The questions surrounding the legislation have particular relevance to Mercer students. According to the 2010 American Community Survey 5-year data from the New Jersey State Data Center more than 71,000 or 19 percent of the Mercer County population is foreign born, but only 42 percent of them have citizenship status.
In 2010, presidents of 11 of the 19 New Jersey community colleges and the president of Rutgers signed a letter urging the state’s congressional delegation to sign the Dream Act, according to an Associated Press article that appeared in NorthJersey.com on Dec. 7, 2010. Mercer was one of the colleges that signed.
In a recent VOICE survey of 100 Mercer students 47 percent knew at least one undocumented citizen. Sixty percent of those surveyed thought that undocumented immigrants should be able to pursue higher education and presently they are able to at Mercer, though what their job prospects are upon graduation is not clear.
According to Joan Guggenheim, Registrar office at Mercer, any student can pursue a higher education at Mercer County Community College.
“We don’t stop anybody,” said Guggenheim. “Any person can apply, even if undocumented. We assign them a number that will substitute for their Social Security Number at Mercer.”
A key question for public colleges that do admit undocumented immigrants is what to charge them, either an in-state or out of state tuition rate, or in the case of community colleges, an in-county rate. Guggeheim said that international students and undocumented students currently pay the out-of-state rate, but Mercer is working on a way to give undocumented students in-county tuition. “There is a plan to offer these students in-county tuition if they graduated from a Mercer County high school, but I don’t know when this change will be applied,” Guggenheim said.
On June 15, 2012, President Obama announced a change to the immigration policy during a speech given in the White House’s Rose Garden. According to the new policy, undocumented immigrants who came to this country under the age of 16 will be able to work legally and acquire documents such as a driver’s license. For now, the measure will delay the Department of Homeland Security from deporting these individuals.
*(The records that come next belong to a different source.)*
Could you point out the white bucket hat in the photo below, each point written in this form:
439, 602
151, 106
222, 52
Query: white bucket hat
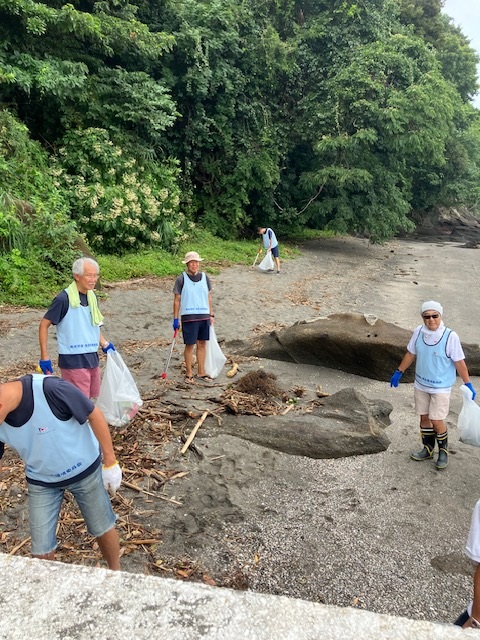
191, 255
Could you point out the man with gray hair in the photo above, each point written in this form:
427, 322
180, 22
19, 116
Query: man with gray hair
439, 357
75, 313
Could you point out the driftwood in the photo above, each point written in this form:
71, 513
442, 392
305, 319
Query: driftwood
233, 371
194, 431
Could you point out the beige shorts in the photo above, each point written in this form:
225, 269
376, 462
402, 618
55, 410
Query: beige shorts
433, 405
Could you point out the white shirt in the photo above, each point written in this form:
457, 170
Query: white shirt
453, 349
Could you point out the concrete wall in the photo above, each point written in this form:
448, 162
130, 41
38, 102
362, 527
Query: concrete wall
42, 600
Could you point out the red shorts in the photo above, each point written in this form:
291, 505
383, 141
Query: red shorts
87, 380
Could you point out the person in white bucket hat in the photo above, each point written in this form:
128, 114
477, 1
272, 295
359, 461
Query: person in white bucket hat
192, 309
439, 357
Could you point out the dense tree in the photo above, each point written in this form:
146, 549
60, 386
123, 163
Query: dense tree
344, 114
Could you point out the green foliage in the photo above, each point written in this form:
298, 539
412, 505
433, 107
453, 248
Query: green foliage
117, 202
216, 252
153, 117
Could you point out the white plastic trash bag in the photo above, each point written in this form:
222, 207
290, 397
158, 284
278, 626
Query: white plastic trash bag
214, 359
267, 263
119, 399
469, 419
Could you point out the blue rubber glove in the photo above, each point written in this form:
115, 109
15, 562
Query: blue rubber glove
395, 379
46, 366
470, 386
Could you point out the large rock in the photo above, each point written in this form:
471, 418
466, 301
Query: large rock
346, 424
441, 223
352, 342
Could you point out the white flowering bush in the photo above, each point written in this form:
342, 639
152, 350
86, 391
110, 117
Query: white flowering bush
117, 202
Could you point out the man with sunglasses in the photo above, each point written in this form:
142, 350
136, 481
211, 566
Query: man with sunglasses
439, 357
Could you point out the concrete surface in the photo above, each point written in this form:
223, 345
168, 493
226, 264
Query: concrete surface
53, 601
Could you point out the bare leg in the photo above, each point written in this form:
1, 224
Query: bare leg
188, 355
110, 547
425, 422
439, 426
201, 355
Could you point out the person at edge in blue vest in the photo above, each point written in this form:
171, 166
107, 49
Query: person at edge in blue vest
270, 243
192, 306
75, 313
63, 439
470, 618
439, 357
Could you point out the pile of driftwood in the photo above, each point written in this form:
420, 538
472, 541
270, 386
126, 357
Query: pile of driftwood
146, 473
257, 393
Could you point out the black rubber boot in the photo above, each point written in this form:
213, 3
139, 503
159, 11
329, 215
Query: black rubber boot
442, 459
428, 440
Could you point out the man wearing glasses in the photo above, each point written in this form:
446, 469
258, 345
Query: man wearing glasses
439, 357
77, 318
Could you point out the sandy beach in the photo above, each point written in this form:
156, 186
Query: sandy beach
379, 532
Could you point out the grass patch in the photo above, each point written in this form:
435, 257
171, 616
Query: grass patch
216, 252
29, 279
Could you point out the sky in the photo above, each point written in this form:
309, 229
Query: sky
466, 15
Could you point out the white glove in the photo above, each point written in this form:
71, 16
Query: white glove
112, 478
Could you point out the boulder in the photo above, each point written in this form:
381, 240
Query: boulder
452, 224
360, 344
345, 424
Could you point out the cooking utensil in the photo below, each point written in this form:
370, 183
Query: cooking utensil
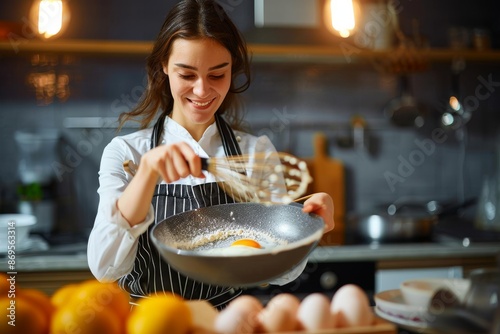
286, 233
403, 222
261, 177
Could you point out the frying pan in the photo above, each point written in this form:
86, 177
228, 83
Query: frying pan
286, 233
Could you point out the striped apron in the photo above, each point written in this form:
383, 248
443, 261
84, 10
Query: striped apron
151, 274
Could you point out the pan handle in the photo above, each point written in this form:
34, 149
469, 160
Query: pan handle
454, 209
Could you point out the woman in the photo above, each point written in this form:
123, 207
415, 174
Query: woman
192, 73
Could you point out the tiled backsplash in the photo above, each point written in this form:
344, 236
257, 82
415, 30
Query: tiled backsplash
289, 103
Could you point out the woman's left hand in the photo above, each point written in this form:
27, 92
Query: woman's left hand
322, 205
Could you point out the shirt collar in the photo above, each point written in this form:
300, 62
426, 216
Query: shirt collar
207, 139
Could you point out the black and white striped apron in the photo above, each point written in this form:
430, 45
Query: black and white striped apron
151, 274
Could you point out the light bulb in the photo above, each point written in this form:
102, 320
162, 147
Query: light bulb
340, 17
50, 17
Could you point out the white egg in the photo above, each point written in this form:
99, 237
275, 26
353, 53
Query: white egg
232, 251
239, 317
280, 314
314, 313
351, 307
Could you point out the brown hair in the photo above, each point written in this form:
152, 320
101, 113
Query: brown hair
190, 19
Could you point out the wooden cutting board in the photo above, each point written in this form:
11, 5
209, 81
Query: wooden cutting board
329, 176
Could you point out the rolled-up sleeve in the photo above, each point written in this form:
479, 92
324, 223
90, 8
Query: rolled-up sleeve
112, 243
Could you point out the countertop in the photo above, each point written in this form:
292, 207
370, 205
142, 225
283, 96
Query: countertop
73, 257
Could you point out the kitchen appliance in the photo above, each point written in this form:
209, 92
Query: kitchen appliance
287, 234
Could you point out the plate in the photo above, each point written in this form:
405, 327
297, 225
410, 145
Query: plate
390, 306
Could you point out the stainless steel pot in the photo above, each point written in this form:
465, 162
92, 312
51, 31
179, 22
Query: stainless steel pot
287, 234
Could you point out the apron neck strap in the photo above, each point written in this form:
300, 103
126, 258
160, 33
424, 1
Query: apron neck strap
228, 138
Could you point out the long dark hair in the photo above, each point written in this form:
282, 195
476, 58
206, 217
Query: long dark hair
190, 19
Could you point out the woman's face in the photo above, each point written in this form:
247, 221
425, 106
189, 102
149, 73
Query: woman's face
199, 72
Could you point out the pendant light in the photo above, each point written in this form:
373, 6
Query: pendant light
340, 17
50, 17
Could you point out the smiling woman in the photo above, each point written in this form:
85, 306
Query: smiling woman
190, 102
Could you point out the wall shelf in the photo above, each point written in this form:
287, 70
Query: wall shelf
260, 52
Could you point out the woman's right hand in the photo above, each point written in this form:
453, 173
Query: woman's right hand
171, 162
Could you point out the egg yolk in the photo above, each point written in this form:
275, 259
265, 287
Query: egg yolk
246, 242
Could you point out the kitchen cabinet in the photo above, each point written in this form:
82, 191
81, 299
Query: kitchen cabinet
340, 55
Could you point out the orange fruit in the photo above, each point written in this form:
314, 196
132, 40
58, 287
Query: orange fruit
99, 296
160, 314
63, 295
39, 299
26, 317
246, 242
79, 317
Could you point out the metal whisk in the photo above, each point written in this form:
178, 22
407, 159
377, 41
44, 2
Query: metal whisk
269, 178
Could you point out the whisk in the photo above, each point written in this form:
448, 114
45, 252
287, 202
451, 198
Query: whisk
269, 178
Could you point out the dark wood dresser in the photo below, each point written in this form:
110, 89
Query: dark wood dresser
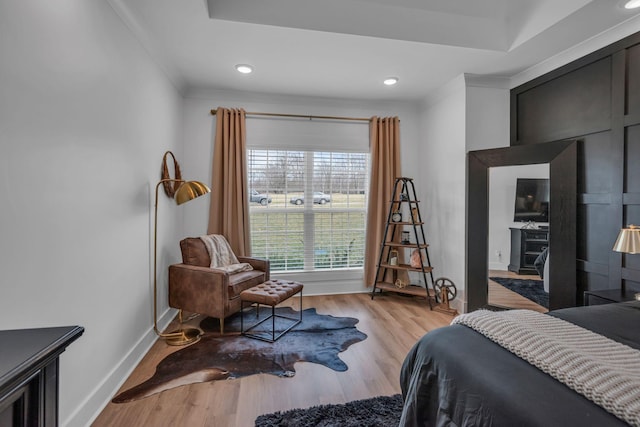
29, 374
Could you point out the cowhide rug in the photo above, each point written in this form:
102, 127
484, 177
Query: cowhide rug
318, 339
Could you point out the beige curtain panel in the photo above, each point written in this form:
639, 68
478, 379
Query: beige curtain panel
229, 211
384, 140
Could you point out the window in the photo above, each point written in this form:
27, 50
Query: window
308, 208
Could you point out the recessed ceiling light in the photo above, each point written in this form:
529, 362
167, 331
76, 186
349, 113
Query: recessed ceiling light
632, 4
244, 68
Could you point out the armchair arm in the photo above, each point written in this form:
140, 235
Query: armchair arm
198, 289
260, 264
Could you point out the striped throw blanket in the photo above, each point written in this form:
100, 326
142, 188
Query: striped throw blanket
602, 370
222, 257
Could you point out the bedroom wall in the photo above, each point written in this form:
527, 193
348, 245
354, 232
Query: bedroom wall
441, 183
594, 100
199, 131
470, 112
85, 117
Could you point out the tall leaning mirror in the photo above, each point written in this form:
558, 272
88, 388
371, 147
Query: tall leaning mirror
561, 157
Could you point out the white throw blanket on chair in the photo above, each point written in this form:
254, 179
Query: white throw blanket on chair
222, 257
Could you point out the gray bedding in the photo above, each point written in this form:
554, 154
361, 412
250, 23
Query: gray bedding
454, 376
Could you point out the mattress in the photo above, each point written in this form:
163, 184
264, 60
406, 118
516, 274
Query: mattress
455, 376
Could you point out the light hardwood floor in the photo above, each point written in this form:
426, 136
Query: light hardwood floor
392, 322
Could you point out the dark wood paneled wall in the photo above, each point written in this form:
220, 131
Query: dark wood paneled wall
596, 100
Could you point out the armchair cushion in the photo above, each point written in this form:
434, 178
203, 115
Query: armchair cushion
194, 252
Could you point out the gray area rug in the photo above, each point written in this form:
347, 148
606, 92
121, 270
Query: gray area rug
530, 289
382, 411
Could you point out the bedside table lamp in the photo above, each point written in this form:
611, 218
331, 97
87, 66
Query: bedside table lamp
628, 242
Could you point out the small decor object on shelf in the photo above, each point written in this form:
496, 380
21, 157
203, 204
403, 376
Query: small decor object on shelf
447, 291
393, 257
416, 259
399, 283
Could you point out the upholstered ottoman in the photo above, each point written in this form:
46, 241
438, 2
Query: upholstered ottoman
272, 293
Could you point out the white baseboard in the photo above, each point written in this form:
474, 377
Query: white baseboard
101, 395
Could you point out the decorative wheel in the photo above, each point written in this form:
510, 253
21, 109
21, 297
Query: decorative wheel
444, 283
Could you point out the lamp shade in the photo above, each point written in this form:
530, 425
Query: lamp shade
628, 240
190, 190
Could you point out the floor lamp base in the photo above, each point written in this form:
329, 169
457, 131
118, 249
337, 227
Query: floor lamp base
184, 337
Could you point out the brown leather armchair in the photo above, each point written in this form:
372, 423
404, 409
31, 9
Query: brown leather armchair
198, 288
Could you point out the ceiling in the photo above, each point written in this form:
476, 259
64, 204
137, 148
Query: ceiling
345, 48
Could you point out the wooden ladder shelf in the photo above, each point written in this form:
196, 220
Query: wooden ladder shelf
404, 234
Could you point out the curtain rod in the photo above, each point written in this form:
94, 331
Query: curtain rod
356, 119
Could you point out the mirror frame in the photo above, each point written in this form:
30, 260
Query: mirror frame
562, 159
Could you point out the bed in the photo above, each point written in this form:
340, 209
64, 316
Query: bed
456, 376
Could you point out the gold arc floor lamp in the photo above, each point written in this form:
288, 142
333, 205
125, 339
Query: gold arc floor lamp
187, 191
628, 242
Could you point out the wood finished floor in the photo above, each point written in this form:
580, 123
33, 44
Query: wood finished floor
392, 322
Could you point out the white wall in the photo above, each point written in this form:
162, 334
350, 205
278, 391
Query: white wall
441, 181
469, 113
200, 131
85, 117
502, 192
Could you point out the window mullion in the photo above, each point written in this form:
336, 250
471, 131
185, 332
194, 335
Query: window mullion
309, 223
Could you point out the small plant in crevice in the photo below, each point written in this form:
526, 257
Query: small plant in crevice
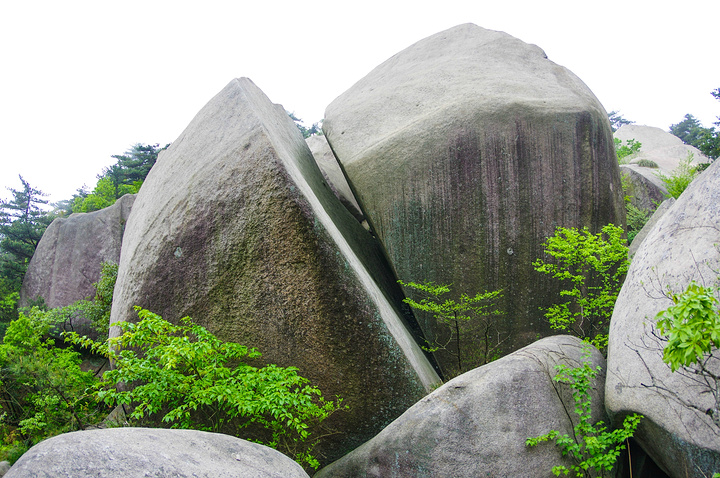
592, 447
690, 330
591, 268
468, 319
623, 151
680, 178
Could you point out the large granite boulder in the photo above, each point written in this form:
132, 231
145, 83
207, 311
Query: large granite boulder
677, 431
235, 227
69, 257
477, 424
467, 150
332, 172
141, 452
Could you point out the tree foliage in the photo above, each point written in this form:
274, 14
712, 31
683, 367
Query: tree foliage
124, 177
692, 132
691, 330
22, 224
680, 178
186, 377
617, 120
591, 268
593, 448
469, 319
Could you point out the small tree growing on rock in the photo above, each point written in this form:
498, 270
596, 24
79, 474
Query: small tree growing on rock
592, 268
467, 318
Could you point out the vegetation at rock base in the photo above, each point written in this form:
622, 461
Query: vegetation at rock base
690, 329
592, 447
43, 391
623, 151
468, 319
591, 267
680, 178
185, 377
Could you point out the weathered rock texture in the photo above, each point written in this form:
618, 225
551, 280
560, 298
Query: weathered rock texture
235, 227
683, 245
467, 150
665, 149
644, 187
69, 258
332, 172
141, 452
477, 424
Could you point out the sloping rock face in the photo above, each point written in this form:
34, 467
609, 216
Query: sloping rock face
477, 424
676, 431
141, 452
467, 150
333, 174
666, 149
235, 227
643, 186
69, 257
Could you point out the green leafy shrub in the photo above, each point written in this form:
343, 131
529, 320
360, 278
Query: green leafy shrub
647, 163
623, 151
43, 391
469, 318
184, 376
593, 448
680, 178
691, 328
592, 268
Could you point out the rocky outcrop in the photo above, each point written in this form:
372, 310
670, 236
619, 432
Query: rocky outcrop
333, 174
477, 424
141, 452
69, 257
643, 185
235, 227
467, 150
676, 432
663, 148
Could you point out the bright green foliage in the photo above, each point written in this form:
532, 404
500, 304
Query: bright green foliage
624, 150
592, 268
468, 317
617, 120
97, 310
43, 391
692, 329
188, 378
680, 178
692, 326
592, 447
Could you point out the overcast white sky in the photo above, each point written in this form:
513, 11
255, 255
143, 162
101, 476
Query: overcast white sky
83, 80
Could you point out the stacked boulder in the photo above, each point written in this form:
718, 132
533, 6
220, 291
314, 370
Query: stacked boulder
236, 227
466, 151
678, 430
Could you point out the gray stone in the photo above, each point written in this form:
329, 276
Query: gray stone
643, 185
332, 172
467, 150
665, 149
69, 257
236, 228
477, 424
659, 212
160, 453
683, 246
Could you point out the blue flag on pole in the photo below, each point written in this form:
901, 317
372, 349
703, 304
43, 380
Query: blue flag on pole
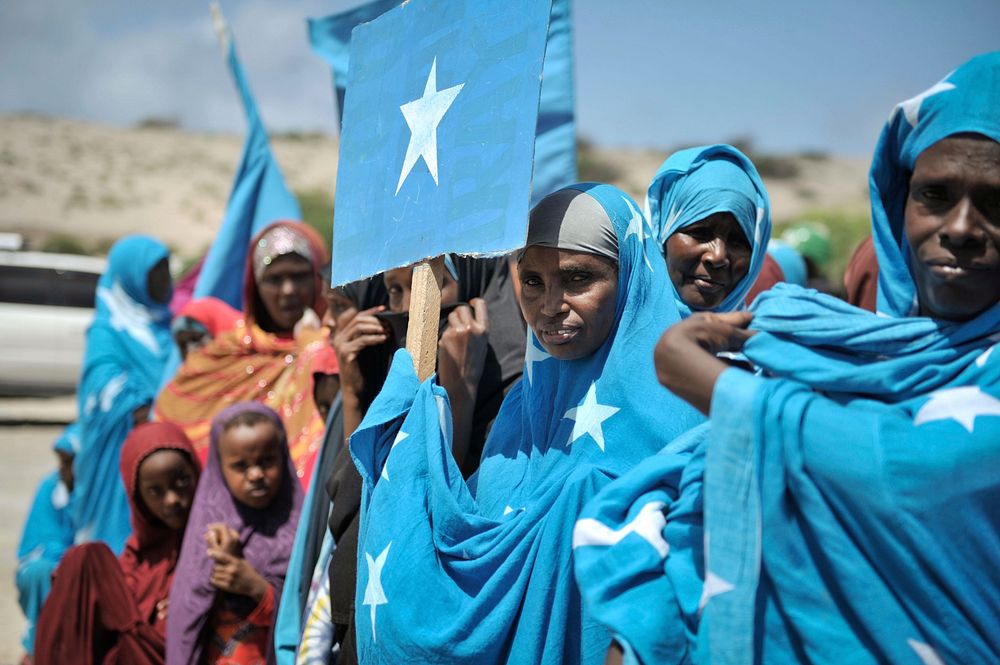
259, 197
438, 138
555, 140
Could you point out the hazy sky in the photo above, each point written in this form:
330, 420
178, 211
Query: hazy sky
792, 74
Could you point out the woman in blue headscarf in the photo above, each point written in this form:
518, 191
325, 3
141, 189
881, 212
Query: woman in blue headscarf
127, 347
852, 502
711, 219
47, 535
480, 571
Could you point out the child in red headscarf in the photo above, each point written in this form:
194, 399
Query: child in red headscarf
102, 610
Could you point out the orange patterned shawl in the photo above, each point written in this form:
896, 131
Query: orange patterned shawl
248, 363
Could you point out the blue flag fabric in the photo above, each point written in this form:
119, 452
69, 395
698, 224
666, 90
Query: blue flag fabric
493, 557
697, 182
259, 197
555, 132
127, 348
447, 169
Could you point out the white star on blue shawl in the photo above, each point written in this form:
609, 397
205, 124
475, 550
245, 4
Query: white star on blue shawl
533, 354
963, 405
423, 115
374, 593
588, 417
911, 107
400, 436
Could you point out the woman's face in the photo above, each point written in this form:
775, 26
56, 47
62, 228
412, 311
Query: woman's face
398, 282
158, 282
707, 259
287, 288
167, 481
250, 457
568, 299
952, 223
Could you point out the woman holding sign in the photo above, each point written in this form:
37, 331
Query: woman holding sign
266, 357
492, 556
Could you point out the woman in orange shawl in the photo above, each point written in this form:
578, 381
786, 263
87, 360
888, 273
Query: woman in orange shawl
267, 356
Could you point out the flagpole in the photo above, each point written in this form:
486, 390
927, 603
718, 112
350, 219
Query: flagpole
425, 313
220, 26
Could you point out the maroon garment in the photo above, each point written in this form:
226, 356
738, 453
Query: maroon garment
151, 551
90, 617
861, 276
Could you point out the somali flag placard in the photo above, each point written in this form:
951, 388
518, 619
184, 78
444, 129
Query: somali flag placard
439, 133
259, 197
555, 132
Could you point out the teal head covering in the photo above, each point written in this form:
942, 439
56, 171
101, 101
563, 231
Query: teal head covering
695, 183
967, 100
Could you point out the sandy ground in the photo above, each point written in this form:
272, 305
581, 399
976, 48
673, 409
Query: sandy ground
98, 182
27, 457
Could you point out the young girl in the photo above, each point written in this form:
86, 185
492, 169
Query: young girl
106, 611
223, 604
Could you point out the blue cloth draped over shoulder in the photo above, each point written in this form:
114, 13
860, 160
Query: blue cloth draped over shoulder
127, 347
859, 520
697, 182
493, 557
48, 533
965, 101
624, 571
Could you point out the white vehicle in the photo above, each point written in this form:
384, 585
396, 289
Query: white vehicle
46, 305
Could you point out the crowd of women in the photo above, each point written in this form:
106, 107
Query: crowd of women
617, 458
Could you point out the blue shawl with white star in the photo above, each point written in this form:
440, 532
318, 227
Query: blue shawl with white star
481, 572
866, 364
695, 183
127, 347
853, 503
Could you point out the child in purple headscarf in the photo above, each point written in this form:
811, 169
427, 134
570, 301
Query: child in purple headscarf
223, 601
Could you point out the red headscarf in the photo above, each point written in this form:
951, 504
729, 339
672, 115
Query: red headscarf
151, 551
214, 314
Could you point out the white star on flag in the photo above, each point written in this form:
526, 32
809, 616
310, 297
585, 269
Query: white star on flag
637, 227
400, 436
911, 107
374, 594
925, 652
963, 405
587, 418
532, 355
423, 115
714, 586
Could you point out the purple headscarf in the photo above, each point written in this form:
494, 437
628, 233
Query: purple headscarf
266, 536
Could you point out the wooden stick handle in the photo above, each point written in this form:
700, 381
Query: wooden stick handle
425, 311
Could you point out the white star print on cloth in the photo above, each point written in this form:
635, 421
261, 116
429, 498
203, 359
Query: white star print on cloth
532, 355
911, 107
963, 405
587, 418
637, 227
400, 436
374, 593
981, 360
714, 586
129, 316
648, 524
925, 652
423, 115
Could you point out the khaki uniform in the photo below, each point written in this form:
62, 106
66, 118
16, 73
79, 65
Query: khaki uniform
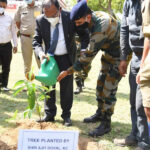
145, 72
26, 16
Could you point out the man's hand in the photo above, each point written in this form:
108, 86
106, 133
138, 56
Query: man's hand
43, 57
62, 75
15, 50
123, 68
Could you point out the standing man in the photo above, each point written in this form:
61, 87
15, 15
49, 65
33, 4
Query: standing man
81, 75
25, 21
143, 77
7, 33
104, 35
131, 36
57, 31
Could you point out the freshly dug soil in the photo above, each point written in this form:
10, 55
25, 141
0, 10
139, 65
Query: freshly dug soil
9, 139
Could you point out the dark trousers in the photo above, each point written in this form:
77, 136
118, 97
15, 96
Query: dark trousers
66, 91
5, 60
138, 117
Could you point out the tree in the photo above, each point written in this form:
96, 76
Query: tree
109, 6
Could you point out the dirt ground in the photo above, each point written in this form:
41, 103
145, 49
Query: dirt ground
9, 139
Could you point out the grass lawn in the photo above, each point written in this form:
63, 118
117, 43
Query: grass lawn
84, 105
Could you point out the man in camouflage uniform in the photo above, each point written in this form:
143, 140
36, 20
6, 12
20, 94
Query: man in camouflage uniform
131, 35
105, 33
25, 21
143, 77
83, 74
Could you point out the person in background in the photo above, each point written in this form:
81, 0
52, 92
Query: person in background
143, 77
131, 37
25, 20
57, 31
7, 33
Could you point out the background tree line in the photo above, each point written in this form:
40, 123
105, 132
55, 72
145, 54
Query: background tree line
110, 6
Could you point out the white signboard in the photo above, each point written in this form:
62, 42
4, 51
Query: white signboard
47, 140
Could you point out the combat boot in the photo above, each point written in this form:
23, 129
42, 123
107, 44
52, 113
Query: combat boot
103, 128
79, 87
94, 118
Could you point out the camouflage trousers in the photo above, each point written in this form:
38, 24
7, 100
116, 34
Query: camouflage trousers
83, 74
107, 85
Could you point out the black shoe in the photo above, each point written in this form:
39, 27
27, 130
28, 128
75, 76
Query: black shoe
46, 119
128, 141
78, 90
92, 119
67, 122
102, 129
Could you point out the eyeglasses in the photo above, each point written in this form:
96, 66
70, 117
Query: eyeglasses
2, 6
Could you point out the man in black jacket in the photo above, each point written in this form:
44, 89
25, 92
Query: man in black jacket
56, 24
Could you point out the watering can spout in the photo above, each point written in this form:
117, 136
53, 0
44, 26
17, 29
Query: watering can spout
48, 72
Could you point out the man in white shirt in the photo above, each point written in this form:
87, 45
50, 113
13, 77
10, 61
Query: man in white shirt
7, 33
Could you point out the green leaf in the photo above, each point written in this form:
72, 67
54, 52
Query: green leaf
13, 117
19, 83
18, 90
25, 113
31, 99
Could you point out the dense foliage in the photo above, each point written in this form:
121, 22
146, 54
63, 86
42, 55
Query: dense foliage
96, 5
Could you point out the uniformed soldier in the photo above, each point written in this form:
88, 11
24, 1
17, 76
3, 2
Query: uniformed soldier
25, 21
105, 33
131, 35
143, 77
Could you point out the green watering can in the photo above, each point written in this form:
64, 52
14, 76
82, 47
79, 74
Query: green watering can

The aim of this measure, Obama said, was to make immigration policy “more fair, more efficient, and more just.” He noted that this is a “temporary measure and there is still time to pass the Dream Act this year.”
Obama’s new policy will stop deportation for those who came to the US before 16 years old and are today 30 and under. In order to be granted the right to stay, the eligible immigrant must also meet some other criteria such as being a graduate from a US high school and having no criminal records.
For Mercer student Massah Keita, Obama’s current action is encouraging, but the prospect Dream Act is even more enticing, as it offers a chance for her cousins to live their lives without the constant fear of deportation. She says,“The Dream Act is giving people hope.”